Fri, 18 May 2012 20:26:13 UTC | #942224

stuhillman's Avatar Comment 4 by stuhillman

I thought that several tests on humans where all feedback loops - such as light and dark - are eliminated, resulted in the 24-hour daily cycle being reduced by several hours. The idea is that the system for regulating our 24-hour response slipped back to the time when these biological systems were first incorporated into living organisms at a time when the days were shorter because the earth revolved more rapidly.

I understand that the present research did include the 24-hour clues provided by our current place in the solar system. And, as for comment 1 (JuJu), biorythms do exist and a proper understanding of them should be taken out of the Woo camp and incorporated in our ever expanding understanding of the human condition.

Sat, 19 May 2012 08:22:34 UTC | #942269

JuJu's Avatar Comment 5 by JuJu

Comment 4 by stuhillman

And, as for comment 1 (JuJu), biorythms do exist and a proper understanding of them should be taken out of the Woo camp and incorporated in our ever expanding understanding of the human condition.
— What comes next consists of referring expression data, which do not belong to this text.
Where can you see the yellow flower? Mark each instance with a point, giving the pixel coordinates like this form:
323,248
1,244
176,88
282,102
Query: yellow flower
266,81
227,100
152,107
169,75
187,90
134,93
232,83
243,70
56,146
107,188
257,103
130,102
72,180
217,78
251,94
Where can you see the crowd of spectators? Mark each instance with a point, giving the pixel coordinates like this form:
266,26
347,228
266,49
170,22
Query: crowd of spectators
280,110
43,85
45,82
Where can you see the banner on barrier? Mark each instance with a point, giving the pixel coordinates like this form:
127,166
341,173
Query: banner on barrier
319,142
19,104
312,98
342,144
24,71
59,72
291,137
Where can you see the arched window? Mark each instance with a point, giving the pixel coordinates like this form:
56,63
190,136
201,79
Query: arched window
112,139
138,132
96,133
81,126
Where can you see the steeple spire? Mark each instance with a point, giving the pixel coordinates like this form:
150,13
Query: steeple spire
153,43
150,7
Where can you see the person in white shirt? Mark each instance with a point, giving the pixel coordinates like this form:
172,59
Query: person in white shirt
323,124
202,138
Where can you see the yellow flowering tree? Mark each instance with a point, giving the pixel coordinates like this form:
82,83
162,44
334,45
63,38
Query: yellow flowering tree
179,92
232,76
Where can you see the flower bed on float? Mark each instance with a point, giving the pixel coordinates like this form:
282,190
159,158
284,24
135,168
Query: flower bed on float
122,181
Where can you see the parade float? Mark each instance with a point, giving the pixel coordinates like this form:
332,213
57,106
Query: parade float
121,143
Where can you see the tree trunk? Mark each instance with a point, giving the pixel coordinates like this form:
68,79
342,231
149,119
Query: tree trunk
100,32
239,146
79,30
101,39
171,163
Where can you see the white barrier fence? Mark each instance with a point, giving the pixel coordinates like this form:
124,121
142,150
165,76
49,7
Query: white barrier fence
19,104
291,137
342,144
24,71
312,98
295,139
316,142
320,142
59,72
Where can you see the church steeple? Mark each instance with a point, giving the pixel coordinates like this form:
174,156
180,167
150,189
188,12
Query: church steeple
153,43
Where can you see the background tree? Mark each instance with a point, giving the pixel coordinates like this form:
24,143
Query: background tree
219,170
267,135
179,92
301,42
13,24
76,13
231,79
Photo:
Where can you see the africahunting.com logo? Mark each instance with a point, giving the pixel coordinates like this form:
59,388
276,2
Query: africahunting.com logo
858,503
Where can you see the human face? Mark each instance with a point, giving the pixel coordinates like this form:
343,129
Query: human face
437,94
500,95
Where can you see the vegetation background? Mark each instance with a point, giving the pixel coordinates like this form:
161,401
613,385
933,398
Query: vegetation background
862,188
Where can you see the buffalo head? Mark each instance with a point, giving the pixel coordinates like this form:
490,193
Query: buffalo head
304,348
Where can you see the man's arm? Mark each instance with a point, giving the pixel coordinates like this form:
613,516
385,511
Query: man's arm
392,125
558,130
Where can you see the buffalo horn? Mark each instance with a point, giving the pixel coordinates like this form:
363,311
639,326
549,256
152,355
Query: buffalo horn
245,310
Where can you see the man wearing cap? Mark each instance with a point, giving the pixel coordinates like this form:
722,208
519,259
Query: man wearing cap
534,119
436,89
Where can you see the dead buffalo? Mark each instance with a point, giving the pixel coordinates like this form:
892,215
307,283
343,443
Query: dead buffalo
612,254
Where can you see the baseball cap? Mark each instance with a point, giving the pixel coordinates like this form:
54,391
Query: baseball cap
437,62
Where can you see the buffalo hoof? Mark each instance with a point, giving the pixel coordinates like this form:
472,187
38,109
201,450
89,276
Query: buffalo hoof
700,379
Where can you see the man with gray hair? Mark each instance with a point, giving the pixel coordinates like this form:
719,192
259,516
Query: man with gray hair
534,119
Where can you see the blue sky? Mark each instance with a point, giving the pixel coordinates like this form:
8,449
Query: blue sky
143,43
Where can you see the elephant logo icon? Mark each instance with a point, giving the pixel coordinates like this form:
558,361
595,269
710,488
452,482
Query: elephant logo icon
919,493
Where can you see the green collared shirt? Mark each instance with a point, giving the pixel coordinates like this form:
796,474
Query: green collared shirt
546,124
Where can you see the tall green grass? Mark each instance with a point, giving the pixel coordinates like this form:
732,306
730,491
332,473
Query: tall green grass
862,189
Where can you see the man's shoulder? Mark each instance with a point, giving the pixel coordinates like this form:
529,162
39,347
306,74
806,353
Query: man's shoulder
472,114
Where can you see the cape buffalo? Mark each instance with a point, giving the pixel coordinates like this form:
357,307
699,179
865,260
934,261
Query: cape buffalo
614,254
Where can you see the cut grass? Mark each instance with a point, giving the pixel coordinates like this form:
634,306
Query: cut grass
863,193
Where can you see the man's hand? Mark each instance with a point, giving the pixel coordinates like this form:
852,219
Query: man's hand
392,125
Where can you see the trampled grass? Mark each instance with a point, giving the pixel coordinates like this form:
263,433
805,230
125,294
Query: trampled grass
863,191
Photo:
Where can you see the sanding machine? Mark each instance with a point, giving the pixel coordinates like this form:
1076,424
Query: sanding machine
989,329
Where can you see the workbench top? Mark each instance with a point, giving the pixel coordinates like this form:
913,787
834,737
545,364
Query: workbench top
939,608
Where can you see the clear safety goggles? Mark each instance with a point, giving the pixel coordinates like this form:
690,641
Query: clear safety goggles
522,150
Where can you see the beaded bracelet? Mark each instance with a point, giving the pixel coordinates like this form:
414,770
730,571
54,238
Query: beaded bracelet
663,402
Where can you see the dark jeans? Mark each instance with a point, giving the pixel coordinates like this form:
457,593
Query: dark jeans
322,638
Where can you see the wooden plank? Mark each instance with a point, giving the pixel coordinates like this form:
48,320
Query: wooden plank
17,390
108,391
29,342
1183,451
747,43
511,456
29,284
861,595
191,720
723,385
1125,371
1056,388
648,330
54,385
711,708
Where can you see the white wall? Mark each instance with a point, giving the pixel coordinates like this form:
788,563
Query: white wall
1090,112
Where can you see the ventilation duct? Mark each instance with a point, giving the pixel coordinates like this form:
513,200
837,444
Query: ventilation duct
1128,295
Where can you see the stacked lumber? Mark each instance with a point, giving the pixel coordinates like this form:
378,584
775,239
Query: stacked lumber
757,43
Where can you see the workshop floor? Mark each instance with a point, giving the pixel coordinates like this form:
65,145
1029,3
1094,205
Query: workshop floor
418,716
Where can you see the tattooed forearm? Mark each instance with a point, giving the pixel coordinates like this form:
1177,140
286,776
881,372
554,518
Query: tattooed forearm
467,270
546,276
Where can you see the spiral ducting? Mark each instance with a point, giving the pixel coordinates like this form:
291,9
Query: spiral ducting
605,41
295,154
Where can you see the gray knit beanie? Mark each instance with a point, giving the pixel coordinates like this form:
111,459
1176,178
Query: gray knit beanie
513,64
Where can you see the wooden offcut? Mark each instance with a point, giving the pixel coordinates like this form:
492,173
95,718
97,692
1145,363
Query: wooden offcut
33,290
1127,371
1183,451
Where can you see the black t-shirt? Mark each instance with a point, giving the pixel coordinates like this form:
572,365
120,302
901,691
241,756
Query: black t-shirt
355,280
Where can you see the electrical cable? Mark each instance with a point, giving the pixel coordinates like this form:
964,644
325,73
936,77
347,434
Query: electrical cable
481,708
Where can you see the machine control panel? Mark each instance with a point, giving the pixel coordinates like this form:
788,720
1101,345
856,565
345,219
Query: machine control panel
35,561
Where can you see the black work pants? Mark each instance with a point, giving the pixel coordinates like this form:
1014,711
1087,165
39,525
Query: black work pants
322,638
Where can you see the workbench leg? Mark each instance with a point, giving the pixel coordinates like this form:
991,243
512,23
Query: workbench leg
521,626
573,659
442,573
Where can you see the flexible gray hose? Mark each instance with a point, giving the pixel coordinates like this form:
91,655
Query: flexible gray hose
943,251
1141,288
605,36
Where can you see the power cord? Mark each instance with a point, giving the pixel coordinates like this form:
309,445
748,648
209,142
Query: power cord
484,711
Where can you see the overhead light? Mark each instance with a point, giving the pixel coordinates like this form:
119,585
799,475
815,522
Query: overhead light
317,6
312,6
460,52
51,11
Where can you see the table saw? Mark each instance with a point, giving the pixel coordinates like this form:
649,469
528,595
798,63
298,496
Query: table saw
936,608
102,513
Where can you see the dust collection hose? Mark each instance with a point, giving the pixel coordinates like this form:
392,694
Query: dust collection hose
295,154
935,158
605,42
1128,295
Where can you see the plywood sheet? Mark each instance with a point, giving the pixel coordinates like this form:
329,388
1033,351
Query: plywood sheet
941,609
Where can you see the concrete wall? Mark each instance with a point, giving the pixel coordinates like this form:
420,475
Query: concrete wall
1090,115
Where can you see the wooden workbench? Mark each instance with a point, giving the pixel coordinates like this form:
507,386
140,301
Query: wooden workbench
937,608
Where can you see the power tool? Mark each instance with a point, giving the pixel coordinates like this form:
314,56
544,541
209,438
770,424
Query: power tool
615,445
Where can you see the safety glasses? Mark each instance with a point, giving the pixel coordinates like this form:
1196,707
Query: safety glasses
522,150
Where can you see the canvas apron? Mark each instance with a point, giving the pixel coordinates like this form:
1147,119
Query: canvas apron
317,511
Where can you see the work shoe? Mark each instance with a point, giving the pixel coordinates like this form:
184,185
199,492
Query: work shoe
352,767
There are the quack biorythms which don't match with reality, and there are the biorythms that are understandable and do match with reality. They are two separate ideas that have almost nothing in common, like astrology and cosmology.

Sat, 19 May 2012 16:01:53 UTC | #942296

Stafford Gordon's Avatar Comment 6 by Stafford Gordon

For decades I've not carried anything with me that tells the time, with the result that I can guess what it is within a few minutes either way.

I've never bothered to set the clock on a phone for instance, and when I wake up of a morning I first judge what time it is before looking at the alarm, and almost invariably I'm on the ball.

I've been aware of my circadian rhythm for yonks.

In fact, on one occasion I received a very strange look from one of my daughters when I told her the time before she had had a chance to look at her watch/phone, I forget which it was.